Probabilmente consapevole di aver commesso un errore mediatico serio con lo stillicidio delle nomine, subito dopo l’insediamento al Campidoglio, Virginia Raggi ha sostituito tempestivamente l’amministratore unico di Atac. Ha garantito alcune decisioni importanti, come quella sugli stipendi d’oro, a strettissimo giro e, a porte chiuse, avrebbe anche detto che all’origine della crisi c’è il fatto che «diamo fastidio ai poteri forti».

Ma lo ha affermato solo di fronte alla giunta, mentre secondo la versione ufficiale, e del tutto incredibile, tutto, come in una demenziale catena di sant’Antonio, è dipeso dalla scelta di revocare l’incarico di capo di gabinetto a Carla Romana Raineri, non per questioni politiche ma su spinta dell’Anac. Le altre dimissioni sono state conseguenti, e si sono per coincidenza intrecciate con quelle dei vertici Atac, dovute invece a non sufficientemente chiarite divergenze con la sindaca e l’assessora ai trasporti Linda Meleo. E’ un alibi fragile che induce una sensazione di opacità opposta quel che l’M5S ha sempre promesso: la massima trasparenza.

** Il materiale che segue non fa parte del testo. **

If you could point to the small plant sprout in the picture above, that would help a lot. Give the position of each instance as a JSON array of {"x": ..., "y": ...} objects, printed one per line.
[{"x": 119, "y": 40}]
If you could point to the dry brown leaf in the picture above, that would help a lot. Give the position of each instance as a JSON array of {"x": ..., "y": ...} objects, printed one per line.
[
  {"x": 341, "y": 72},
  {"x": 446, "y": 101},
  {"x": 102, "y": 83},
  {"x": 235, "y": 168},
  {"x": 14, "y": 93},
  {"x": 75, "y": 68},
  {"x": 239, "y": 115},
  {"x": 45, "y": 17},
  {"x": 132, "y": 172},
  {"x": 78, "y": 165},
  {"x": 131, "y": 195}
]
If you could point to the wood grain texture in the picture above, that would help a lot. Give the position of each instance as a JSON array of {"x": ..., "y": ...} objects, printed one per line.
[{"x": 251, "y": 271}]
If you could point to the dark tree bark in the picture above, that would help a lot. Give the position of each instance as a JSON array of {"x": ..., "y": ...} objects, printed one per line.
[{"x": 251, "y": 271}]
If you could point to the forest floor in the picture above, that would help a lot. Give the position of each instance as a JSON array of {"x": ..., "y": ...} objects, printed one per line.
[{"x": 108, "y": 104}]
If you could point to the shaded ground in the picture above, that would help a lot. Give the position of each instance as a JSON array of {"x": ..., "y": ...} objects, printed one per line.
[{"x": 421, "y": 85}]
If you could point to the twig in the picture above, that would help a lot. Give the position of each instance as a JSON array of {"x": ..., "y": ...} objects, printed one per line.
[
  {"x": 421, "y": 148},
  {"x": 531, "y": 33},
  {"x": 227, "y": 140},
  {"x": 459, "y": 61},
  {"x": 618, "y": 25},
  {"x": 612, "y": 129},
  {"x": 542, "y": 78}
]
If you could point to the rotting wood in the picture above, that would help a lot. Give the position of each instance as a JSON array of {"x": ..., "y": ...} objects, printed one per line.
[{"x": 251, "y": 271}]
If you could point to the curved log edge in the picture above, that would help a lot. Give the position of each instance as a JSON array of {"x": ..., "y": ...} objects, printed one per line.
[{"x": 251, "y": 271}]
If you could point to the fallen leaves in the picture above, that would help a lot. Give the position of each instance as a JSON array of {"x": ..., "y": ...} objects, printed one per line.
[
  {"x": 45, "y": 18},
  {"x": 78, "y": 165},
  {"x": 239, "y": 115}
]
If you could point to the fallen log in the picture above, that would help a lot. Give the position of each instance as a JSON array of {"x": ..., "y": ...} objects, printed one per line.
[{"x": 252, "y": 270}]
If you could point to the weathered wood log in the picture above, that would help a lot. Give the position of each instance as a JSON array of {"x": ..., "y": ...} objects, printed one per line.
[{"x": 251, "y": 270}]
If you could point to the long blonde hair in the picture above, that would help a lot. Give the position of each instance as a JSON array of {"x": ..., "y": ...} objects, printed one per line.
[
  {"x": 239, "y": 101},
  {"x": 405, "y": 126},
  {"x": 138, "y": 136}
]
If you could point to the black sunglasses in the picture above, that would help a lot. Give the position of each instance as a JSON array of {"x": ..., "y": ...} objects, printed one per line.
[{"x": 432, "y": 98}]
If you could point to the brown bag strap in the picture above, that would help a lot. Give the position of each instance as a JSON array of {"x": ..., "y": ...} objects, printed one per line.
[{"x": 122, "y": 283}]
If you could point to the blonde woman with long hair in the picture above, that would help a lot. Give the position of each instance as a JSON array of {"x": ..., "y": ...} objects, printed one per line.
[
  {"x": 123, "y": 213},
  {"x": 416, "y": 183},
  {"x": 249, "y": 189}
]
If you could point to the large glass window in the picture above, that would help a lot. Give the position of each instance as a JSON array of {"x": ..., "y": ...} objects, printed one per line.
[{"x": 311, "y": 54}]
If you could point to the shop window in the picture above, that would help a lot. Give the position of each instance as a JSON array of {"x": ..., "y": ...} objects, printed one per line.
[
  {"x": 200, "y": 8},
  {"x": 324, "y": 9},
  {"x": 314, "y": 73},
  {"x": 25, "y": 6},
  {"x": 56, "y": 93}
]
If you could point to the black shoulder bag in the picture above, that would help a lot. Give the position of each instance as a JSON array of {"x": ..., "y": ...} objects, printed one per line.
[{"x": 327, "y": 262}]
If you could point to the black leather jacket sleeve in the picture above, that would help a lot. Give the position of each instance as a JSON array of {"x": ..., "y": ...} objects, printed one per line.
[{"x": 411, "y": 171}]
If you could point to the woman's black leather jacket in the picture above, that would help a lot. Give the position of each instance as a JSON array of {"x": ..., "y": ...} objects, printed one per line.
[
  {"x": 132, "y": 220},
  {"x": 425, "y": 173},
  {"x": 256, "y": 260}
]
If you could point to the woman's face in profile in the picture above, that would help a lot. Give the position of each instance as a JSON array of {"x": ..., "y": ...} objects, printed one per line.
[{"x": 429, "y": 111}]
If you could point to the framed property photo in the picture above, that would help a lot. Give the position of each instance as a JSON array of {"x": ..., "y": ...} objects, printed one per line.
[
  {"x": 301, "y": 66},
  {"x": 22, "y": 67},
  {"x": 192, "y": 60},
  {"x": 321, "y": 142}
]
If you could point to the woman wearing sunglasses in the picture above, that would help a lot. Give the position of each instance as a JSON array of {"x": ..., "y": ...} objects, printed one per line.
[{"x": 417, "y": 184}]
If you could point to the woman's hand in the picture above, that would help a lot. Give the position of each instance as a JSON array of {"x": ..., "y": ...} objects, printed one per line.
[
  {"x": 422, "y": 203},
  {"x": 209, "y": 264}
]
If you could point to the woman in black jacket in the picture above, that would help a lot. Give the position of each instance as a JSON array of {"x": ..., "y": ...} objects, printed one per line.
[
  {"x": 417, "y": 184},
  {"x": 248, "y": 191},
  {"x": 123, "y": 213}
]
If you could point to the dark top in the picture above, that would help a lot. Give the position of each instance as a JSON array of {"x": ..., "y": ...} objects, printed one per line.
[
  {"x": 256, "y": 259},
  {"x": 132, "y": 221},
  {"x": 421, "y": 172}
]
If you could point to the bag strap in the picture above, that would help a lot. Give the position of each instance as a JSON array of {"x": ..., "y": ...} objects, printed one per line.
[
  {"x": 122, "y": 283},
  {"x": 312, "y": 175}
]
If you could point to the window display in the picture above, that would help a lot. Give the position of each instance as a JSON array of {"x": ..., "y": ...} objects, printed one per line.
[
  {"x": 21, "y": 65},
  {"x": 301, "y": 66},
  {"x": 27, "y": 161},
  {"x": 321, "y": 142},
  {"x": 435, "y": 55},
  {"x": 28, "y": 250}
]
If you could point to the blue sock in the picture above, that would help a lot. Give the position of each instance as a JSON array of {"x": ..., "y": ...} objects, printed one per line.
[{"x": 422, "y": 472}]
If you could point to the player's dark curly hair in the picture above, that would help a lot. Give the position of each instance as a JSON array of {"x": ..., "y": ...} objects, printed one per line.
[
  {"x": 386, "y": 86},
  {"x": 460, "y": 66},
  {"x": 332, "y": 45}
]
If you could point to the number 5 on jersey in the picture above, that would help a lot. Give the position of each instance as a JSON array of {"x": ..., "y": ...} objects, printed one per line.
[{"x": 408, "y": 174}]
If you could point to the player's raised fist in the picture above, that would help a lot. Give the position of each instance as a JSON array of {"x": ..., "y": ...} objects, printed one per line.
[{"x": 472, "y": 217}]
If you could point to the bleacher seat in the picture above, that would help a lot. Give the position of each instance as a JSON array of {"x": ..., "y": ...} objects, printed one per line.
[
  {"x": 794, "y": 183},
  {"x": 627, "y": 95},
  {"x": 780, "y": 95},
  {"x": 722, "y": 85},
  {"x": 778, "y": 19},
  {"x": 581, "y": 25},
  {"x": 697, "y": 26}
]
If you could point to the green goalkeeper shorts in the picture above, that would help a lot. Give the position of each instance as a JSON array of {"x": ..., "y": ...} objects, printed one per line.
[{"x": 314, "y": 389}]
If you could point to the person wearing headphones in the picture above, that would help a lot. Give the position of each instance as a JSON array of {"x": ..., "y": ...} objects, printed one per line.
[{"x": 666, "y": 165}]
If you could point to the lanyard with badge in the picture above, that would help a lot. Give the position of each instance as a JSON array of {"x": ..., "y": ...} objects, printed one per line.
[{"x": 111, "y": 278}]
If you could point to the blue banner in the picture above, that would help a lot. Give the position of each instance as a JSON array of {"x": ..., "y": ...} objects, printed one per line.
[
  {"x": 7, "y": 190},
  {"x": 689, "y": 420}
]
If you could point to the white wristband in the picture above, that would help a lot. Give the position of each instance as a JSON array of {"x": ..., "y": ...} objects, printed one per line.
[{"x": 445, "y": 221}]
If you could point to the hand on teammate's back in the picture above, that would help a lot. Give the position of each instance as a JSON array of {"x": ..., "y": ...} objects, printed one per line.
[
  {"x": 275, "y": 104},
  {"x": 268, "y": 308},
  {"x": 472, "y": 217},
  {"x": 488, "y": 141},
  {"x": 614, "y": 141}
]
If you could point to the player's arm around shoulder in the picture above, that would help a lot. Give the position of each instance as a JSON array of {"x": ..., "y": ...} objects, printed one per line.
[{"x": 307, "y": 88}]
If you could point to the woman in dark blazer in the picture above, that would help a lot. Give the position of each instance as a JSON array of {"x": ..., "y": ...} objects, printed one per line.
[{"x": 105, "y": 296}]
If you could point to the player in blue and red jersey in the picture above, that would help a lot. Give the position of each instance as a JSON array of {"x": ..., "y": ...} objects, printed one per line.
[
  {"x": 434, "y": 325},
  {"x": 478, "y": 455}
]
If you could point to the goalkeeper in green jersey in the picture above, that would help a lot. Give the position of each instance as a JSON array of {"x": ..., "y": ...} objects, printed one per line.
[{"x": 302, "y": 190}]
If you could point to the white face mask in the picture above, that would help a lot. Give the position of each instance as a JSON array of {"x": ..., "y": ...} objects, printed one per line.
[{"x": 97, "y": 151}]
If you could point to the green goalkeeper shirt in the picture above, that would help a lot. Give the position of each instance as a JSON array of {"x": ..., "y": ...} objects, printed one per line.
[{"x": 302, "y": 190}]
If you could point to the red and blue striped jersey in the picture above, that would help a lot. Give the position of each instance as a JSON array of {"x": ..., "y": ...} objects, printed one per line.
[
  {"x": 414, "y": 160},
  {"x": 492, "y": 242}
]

In queste tenebre fioriscono interpretazioni poco lusinghiere: lo scontro di potere nel Movimento e quello interno alla Giunta. Tutte ipotesi probabilmente parzialmente vere ma che, messe così, somigliano a un giochino di potere degno della Dc nei suoi momenti peggiori. Resta oscuro e anzi neppure nominato il punto chiave: su cosa le “squadre” si sono scontrate, quali sono state le opzioni di merito rivelatesi inconciliabili. Pare evidente, data la sincronia perfetta tra le dimissioni, anzi le defenestrazioni, degli assessori e quelle dei vertici Atac e Ama, che il nodo sta proprio lì: nella situazione disastrosa delle due partecipate responsabili delle voci che buona parte dei romani mette in testa alla lista delle emergenze, i rifiuti e i trasporti.

Che sul fronte dei rifiuti sia in atto una guerra spietata ma sotterranea pare evidente. Manlio Cerroni, il “Supremo”, signore della spazzatura in mezzo mondo, ha visto la sua ciclopica Malagrotta meritoriamente chiusa dall’ex sindaco Ignazio Marino. Però ha mantenuto il controllo degli impianti del Tmb, Trattamento meccanico-biologico, quelli che separano l’umido dal secco e il riciclabile dal non riciclabile: in concreto la base stessa della gestione dei rifiuti. Cerroni li ha usati palesemente per preparare la controffensiva. Sin dai tempi non lontani della giunta Marino i Tmb hanno funzionato a rilento, si sono guastati con frequenza sconcertante, hanno richiesto tempi abnormi per le riparazioni. Il risultato lo hanno visto tutti solo a passare di fronte a un cassonetto della Capitale.

Il trasferimento all’estero dei rifiuti, del quale si sarebbe dovuta occupare la ditta tedesca Enki che aveva vinto l’appalto nel febbraio scorso, si è bloccato, non si sa perché, in Regione, e in questo caso il risultato è stata la crisi di luglio, nella quale Cerroni è tornato in scena alla grande. Tra gli incontri segreti col Supremo degli esponenti a 5 stelle e le pressioni dell’assessora all’ambiente Paola Muraro, l’ipotesi era quella di affidare la faccenda al tritovagliatore di Rocca Cencia, che fa più o meno le stesse cose degli impianti Tmb ma a differenza di quelli non a prezzo fissato in anticipo dalle tabelle regionali. La crisi costruita ad arte di luglio è stata risolta con successo dalla sindaca, ma è evidente che la partita non è affatto chiusa, e anzi proprio questa era la priorità sulla quale si muovevano in tandem l’assessore al Bilancio Marcello Minenna e l’amministratore Ama Alessandro Solidoro, prima delle loro dimissioni arrivate giovedì.
Il conflitto con i vertici Atac, a sua volta, è stato provocato da diversi motivi, ma quello principale è senza dubbio la bocciatura sul piano industriale dei vertici dell’azienda, fondato sulla dismissione di una parte del patrimonio, appunto bocciata dalla sindaca Virginia Raggi.

Con ogni probabilità i conflitti a Roma non sono dipesi solo da un vuoto e desolante scontro di potere tra un assessore al Bilancio troppo potente e una sindaca che giustamente ci tiene a essere padrona in casa propria, ma da diverse opzioni strategiche, e probabilmente anche dal conflitto tra diversi e potenti interessi in campo, a fronte di emergenze gravissime. Virginia Raggi avrebbe tutto l’interesse a dirlo chiaramente. A porte aperte.